Foto: Arquivo pessoal
O futebol também foi a razão inicial para que a empresária Francineide Lima, 51 anos, desembarcasse em Dubai com a família. Ela só não esperava que o contrato do filho Glauber, hoje com 25 anos, com o clube Al-Nasr, em 2019, resultaria na criação de laços de fé tão fortes mesmo estando em território de maioria islâmica. Ela conta que, no início de sua estada, sentia-se incomodada espiritualmente por presenciar aqueles rituais do islã sem poder partilhar a sua fé. Essa sensação só terminou quando foi convidada para fazer parte de uma célula e, posteriormente, passou a frequentar os cultos da IBF. “Temos liberdade na nossa igreja de cultuar o nosso Deus, e oro para que os muçulmanos aceitem a única verdade: só há salvação em Jesus Cristo.”
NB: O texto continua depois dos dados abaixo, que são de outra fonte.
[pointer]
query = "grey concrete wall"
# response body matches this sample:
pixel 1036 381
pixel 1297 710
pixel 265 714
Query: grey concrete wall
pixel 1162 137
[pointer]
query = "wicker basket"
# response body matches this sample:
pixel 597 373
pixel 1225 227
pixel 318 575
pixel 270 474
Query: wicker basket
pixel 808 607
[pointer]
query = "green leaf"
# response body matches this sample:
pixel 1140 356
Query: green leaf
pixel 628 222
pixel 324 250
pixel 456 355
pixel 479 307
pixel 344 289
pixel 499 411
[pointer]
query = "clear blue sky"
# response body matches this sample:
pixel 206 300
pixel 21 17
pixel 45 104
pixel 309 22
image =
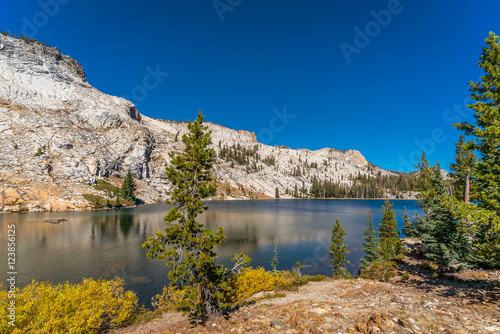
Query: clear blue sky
pixel 405 83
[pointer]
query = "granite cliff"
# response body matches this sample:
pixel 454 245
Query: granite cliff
pixel 59 135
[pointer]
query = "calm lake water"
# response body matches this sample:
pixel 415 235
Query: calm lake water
pixel 108 243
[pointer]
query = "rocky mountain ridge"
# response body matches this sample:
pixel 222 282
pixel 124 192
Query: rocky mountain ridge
pixel 59 135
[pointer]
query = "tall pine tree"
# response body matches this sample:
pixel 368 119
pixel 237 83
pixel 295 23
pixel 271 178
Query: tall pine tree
pixel 187 246
pixel 486 130
pixel 388 227
pixel 370 247
pixel 409 226
pixel 463 166
pixel 338 250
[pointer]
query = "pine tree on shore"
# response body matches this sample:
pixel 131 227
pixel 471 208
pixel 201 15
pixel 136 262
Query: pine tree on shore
pixel 338 250
pixel 388 227
pixel 128 188
pixel 370 247
pixel 186 244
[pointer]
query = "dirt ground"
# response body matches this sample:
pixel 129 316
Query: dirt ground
pixel 465 302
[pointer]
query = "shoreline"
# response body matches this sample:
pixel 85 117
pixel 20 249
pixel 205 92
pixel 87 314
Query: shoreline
pixel 211 200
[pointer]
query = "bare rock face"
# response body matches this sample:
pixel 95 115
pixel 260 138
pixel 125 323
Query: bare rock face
pixel 58 135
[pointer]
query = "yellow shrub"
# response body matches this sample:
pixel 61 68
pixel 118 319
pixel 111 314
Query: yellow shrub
pixel 89 307
pixel 252 281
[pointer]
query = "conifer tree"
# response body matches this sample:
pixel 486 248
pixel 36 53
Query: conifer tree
pixel 438 227
pixel 486 130
pixel 409 226
pixel 388 227
pixel 370 247
pixel 128 188
pixel 274 262
pixel 338 250
pixel 463 166
pixel 187 246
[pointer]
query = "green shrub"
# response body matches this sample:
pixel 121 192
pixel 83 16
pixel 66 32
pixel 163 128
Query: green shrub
pixel 89 307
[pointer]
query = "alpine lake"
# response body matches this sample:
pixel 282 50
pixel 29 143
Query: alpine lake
pixel 108 243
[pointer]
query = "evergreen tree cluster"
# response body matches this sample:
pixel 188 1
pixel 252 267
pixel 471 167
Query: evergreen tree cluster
pixel 387 245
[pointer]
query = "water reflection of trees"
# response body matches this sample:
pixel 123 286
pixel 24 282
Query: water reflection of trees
pixel 113 227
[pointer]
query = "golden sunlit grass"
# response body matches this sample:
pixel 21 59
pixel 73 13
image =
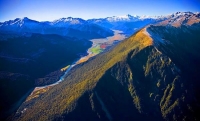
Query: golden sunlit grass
pixel 62 98
pixel 65 68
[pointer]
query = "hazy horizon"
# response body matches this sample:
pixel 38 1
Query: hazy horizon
pixel 49 10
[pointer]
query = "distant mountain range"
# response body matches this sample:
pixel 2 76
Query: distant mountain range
pixel 152 75
pixel 77 27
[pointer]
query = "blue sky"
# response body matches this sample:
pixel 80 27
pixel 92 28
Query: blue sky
pixel 42 10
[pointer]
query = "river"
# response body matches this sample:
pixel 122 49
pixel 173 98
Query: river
pixel 98 45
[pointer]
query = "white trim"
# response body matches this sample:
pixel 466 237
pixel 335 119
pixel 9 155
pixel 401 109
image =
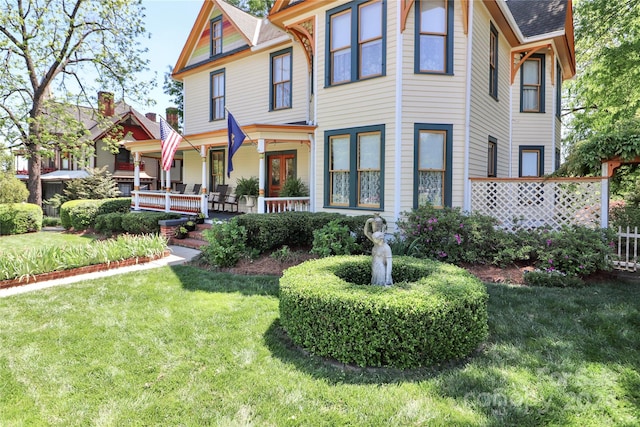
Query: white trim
pixel 398 143
pixel 467 107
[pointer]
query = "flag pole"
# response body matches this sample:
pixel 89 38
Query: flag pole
pixel 243 132
pixel 188 142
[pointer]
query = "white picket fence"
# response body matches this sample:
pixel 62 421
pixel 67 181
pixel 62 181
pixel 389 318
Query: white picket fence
pixel 627 253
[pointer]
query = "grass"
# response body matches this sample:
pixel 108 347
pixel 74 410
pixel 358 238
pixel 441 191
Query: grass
pixel 20 242
pixel 182 346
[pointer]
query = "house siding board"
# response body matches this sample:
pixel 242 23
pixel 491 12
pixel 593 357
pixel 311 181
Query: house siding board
pixel 534 128
pixel 489 117
pixel 247 93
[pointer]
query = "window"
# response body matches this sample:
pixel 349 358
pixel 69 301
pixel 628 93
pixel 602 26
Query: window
pixel 532 85
pixel 217 95
pixel 531 160
pixel 354 163
pixel 493 62
pixel 434 40
pixel 280 91
pixel 492 158
pixel 356 42
pixel 216 36
pixel 558 91
pixel 217 169
pixel 432 169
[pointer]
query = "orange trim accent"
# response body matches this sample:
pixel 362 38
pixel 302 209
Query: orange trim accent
pixel 405 9
pixel 530 51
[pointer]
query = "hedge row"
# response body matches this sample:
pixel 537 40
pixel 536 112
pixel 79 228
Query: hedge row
pixel 20 218
pixel 435 312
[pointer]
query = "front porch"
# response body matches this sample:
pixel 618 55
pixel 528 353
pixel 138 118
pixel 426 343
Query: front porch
pixel 193 204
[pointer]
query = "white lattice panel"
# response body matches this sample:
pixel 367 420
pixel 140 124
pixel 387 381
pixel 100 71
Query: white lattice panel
pixel 530 202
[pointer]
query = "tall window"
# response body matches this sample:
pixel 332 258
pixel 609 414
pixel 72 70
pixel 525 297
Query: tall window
pixel 216 36
pixel 217 95
pixel 492 157
pixel 531 160
pixel 356 41
pixel 280 80
pixel 432 180
pixel 532 85
pixel 434 40
pixel 493 62
pixel 354 163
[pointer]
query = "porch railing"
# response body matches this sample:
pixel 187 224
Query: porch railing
pixel 286 204
pixel 162 201
pixel 535 202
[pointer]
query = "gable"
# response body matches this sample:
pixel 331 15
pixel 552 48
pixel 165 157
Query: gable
pixel 232 39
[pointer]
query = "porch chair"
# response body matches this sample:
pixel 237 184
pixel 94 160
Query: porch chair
pixel 218 197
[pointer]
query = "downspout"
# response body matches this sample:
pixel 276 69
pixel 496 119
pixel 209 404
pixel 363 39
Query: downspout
pixel 467 124
pixel 398 134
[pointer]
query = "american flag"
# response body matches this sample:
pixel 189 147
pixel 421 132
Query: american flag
pixel 170 141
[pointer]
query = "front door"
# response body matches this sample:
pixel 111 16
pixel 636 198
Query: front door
pixel 281 166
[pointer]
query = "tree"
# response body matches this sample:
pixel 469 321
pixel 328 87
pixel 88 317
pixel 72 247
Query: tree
pixel 55 55
pixel 605 90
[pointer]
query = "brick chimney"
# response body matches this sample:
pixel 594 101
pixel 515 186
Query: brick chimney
pixel 105 103
pixel 172 117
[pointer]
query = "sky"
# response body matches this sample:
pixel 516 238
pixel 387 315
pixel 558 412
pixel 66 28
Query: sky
pixel 169 22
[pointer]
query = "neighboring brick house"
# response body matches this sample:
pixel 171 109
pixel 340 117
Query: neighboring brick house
pixel 377 105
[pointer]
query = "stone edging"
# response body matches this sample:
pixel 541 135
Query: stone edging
pixel 10 283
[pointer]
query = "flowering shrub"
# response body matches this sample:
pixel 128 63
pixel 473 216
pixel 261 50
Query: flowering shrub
pixel 448 235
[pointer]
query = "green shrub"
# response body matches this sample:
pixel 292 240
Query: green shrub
pixel 20 218
pixel 333 239
pixel 109 223
pixel 450 235
pixel 227 244
pixel 435 312
pixel 576 250
pixel 120 204
pixel 145 222
pixel 552 278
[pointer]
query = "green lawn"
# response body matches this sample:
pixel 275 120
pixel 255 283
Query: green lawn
pixel 19 242
pixel 182 346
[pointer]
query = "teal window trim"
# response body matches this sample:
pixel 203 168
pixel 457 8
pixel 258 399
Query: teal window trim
pixel 272 92
pixel 493 65
pixel 448 177
pixel 541 72
pixel 558 91
pixel 217 19
pixel 353 166
pixel 224 96
pixel 354 7
pixel 524 148
pixel 448 40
O ex-jogador de futebol Denilson Martins Nascimento, 49 anos, conta ter chegado a Dubai em 1999, aos 23, um ano antes de sua conversão. Ele afirma que, no início de sua caminhada com Cristo, costumava participar de reuniões nas casas dos irmãos na fé, mas, há quatro anos, tornou-se membro da comunidade evangélica Supernatural Dubai. “Tive contato com vários brasileiros que chegam aqui com uma ideia do emirado, mas depois se deparam com a realidade”, declara o ex-atleta, acrescentando que muitos só abrem o coração ao enfrentarem dificuldades. “Compartilho a Palavra e a minha experiência com eles, deixando claro que morar fora do país, sem Deus, é muito mais complicado”, atesta Denilson, o qual anuncia o Evangelho principalmente entre aqueles que trabalham na área futebolística.

Foto: Divulgação
Aprendizado prático – Moradora do emirado desde 2015, a cantora Midian Almeida, 50 anos, frequenta a International Brazilian Fellowship (IBF) aos sábados e, aos domingos, a Fellowship Dubai, uma igreja norte-americana que tem cerca de cinco mil membros. Nessa comunidade, diz ela, os cultos são em inglês, com a presença de pessoas de diversas nações, fenômeno que não impede a verdadeira comunhão. “Aprendi a respeitar as diferenças. Percebi que o Reino é um só”, pontua a profissional de canto, sublinhando que a religiosidade não leva a nada. “Na verdade, só gera separação.”

Foto: Arquivo pessoal
O mesmo entendimento é compartilhado pela estudante Luana do Nascimento Dias, 37 anos, que vive há um ano em Dubai. Ela admite ter adquirido um novo olhar sobre a sua vida espiritual: tornou-se mais dependente de Deus e confiante na direção dEle, compreendendo que cada momento de comunhão com o Senhor deve ser desfrutado ao máximo. “Hoje, valorizo mais a liberdade religiosa que há no Brasil. Aqui, cada culto é precioso”, enfatiza Dias. Para a discente, caminhar com o Pai é priorizar o propósito, não o conforto ou a estabilidade. Por isso, aconselha quem tem o desejo (e o receio) de viver em um país muçulmano que, em primeiro lugar, respeite a cultura local. “Lembre-se de que o nosso Deus não está limitado por fronteiras ou restrições humanas. O Todo-Poderoso age no silêncio e nos encontros discretos. Onde quer que você esteja, seja luz!”, conclui.